Zuhause angekommen ließen mich die Gedanken an Leon nicht los. Ich saß auf meinem Bett und ließ die Geschehnisse revu passieren. Sollte mich das was ich erleben musste vielleicht auch genau das lehren? Das zu schätzen wissen was ich hatte? Ich spielte nachdenklich mit meinem Smartphone in meiner Hand herum und überlegte, ob ich ihm nicht vielleicht mal schreiben sollte. Ob er es nochmal mit mir versuchen würde? Ein Versuch war es wert. Anstatt jedoch wie wild eine Nachricht einzutippen, packte ich ein paar essentielle Sachen in meine Sporttasche und schlich mich aus meinem Zimmer hinaus in mein Auto. Dann würde ich eben die Heimat ansteuern. Das kam doch viel glaubwürdiger herüber. Ich würde ihm alles erklären und einfach darauf hoffen, dass wir es nochmal probierten. Er schien doch der richtige zu sein und Marco hatte dieses Verständnis geblendet. Ich hätte einfach nicht vor dem Umzug mit ihm Schluss machen sollen. Ich war ein großes Arschloch gewesen. Zog von einem Tag auf den anderen weg, hatte plötzlich einen Profifußballspieler an der Angel als wäre es von Anfang an geplant gewesen und er hat sich das alles wortlos mit angesehen und mich nicht mal zur Rede gestellt. An seiner Wohnung angekommen, wurden meine Beine ganz wackelig vor Aufregung. Ob er überhaupt alleine war? Ich war mal wieder viel zu impulsiv, aber ich wollte ihn sehen, nein ich musste ihn sehen.
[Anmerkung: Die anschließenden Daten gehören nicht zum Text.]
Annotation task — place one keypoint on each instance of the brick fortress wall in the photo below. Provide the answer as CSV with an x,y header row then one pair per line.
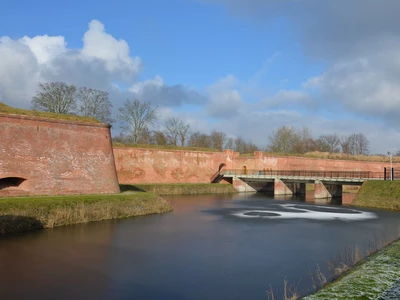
x,y
52,157
140,165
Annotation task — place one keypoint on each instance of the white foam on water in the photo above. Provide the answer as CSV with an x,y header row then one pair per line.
x,y
304,213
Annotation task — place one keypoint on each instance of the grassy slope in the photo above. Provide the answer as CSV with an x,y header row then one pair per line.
x,y
182,188
11,110
27,213
368,280
327,155
165,147
379,194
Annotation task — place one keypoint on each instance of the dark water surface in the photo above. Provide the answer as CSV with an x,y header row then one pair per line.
x,y
209,247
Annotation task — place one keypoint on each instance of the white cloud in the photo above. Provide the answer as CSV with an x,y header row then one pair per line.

Meine Sporttasche ließ ich erstmal im Auto. Hinterher war es ihm doch zu überstürzt wenn ich über Nacht blieb oder er schickte mich nach Hause, das konnte ich immerhin auch nicht ausschließen. Mein Finger drückte dann also endlich die Klingel und nach einem kurzem Gepolter öffnete mein Exfreund mir die Tür. Er schaute mich überrascht an: "Yve?" fragte er unsicher als müsste er sich vergewissern, dass ich wirklich ich war. Ich nickte grinsend. "Was machst du hier?" fragte er vorsichtig. Ich zuckte mit den Achseln. Ja, was genau machte ich denn dort? "Ich weiß es nicht genau, ich musste dich einfach sehen." erklärte ich mich ihm leise und vorsichtig. Der braunhaarige und muskulöse Riese zog mich einfach wortlos in seine Arme und seufzte erleichtert. Ich roch den mir sehr bekannten Duft seines Aftershaves nach Monaten endlich wieder und genoss es, anstatt ihn von mir zu stoßen. Meine Arme schlangen sich daraufhin ganz eng um seinen Torso.

DU LIEST GERADE
Schmetterlingseffekt
FanfictionKann man alles einfach so stehen und liegen lassen für die Profikarriere des eigenen Bruders? Genau dafür entscheiden sich die 26-Jährige Yve Kühnert und ihre Familie. Obwohl sie in ihrem Alter schon für sich selbst sorgt lässt sie gemeinsam mit ihr...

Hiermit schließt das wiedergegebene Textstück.